おなかに溜まったガスの出口は、口かおしりのみ。口から出ればゲップで、おしりから出ればおならとなります。

ガスの溜まる原因は、大きく分けると2つ。1つは空気を飲み込んでること、もう1つは体内でガスが発生することです。
鼻から吸い込んだ空気は、肺に送られます。平常時にたくさんの空気を飲み込むことはあまりありません。
しかし、犬は緊張したり興奮したりすると、体温調節のために「パンティング」をします。犬がハァハァと口を開けて呼吸する(パンティング)場面を見ることは多いでしょう。このような口呼吸では、どうしても空気を飲み込んでしまうのです。

呼吸以外にも、食事のときに食べ物と一緒に空気を飲み込んでいます。ガツガツと吸い込むように食べる犬は多いです。
胃に空気が入ってしまうと、ゲップとして口から余分な空気は出ますが、腸へ流れたものはおならとして排出されます。

このように、おならとして排出されるガスは飲み込んだ空気がほとんどですが、なかには体内から発生したガスも含まれます。
また、消化の過程でも、ガスは発生します。

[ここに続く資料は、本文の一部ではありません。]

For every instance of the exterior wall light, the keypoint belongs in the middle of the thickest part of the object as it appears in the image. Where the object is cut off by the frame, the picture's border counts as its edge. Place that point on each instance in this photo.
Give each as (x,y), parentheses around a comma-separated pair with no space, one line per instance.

消化には、たくさんの腸内細菌が関わっているため、腸内細菌のバランスや胃腸の動きに大きく影響されます。

犬のおならが増えたり、臭いが変わったりなどの変化は、腸内細菌や胃腸の調子を評価する一つのバロメーターとなります。胃腸の動きを弱めるストレスや、消化器疾患もおならの原因になるでしょう。

犬のおならは病気のサイン?

犬のおならが気になる場合は、もしかしたら胃腸にトラブルがあるかもしれません。
消化の過程にトラブルがあると、おならが増えたり、臭いが変わったりすることがあります。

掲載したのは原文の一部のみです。